HIIT, or high-intensity interval training, is a type of training that mixes shorts bursts of activity with even shorter rest periods. The athletes are asked to give an all-out, one hundred percent effort through quick, intense bouts of exercise. Recovery periods are also very brief and the aim is to elevate the athlete’s heart rate and burn more calories in less time.
There are many benefits to HIIT. First of all, it is quick and convenient. HIIT workouts can be done anywhere: at home, in a park, at the gym, etc. and because the athlete is pushing their limits, these workouts tend to be shorter and most are 30 minutes or less. There is also no equipment necessary and HIIT workouts generally incorporate bodyweight exercises since the focus is on getting the heart rate up and keeping it there. Combining high intensity training with interval training also results in an elevated metabolic rate that burns fat.
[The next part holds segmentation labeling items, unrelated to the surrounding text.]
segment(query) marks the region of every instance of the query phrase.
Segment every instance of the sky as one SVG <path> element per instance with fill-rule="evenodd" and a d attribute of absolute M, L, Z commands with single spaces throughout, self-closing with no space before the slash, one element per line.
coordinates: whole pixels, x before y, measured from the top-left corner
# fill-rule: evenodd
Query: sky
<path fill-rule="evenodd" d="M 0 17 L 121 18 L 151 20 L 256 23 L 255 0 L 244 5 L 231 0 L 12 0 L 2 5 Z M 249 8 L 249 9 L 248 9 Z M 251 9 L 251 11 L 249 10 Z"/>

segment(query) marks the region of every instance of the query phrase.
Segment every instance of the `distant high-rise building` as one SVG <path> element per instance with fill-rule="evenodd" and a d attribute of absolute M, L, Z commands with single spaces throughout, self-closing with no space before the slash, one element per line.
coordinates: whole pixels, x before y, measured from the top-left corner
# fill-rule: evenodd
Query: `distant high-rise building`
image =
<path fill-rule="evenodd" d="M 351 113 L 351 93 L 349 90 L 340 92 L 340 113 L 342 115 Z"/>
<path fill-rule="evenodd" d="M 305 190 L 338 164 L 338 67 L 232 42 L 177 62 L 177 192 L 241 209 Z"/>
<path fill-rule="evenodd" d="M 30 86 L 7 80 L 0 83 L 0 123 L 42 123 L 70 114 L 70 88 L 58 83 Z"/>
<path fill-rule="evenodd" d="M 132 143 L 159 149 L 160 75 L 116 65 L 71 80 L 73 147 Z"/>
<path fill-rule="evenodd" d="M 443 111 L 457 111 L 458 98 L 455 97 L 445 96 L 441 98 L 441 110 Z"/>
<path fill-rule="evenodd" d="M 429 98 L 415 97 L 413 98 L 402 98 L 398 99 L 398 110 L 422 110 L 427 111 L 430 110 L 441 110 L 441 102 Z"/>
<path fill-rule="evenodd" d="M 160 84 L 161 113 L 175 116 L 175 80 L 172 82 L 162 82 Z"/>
However, there is debate on when HIIT is appropriate for youth athletes. If proper form isn’t emphasized with this type of exercise, there is a greater risk for injury due to its intense nature. Individuals should be proficient in plyometric exercises if high-impact, explosive movements are utilized. HIIT can be a safe mode of training as long as the program is conducted by a qualified coach and is prescribed to the right individual.
At Champion’s QUEST, we use HIIT in our Champion’s Challenge clinics to increase an athlete’s work rate while minimizing their rest. HIIT is also used to mimic the demands that a short burst athlete, like a soccer player, might face out on the field. The short work interval, followed by a shorter rest period, can develop sports-specific fitness more effectively than running for distance or time. If safety of the athlete and proper form is emphasized, then HIIT can be an effective type of exercise for anyone.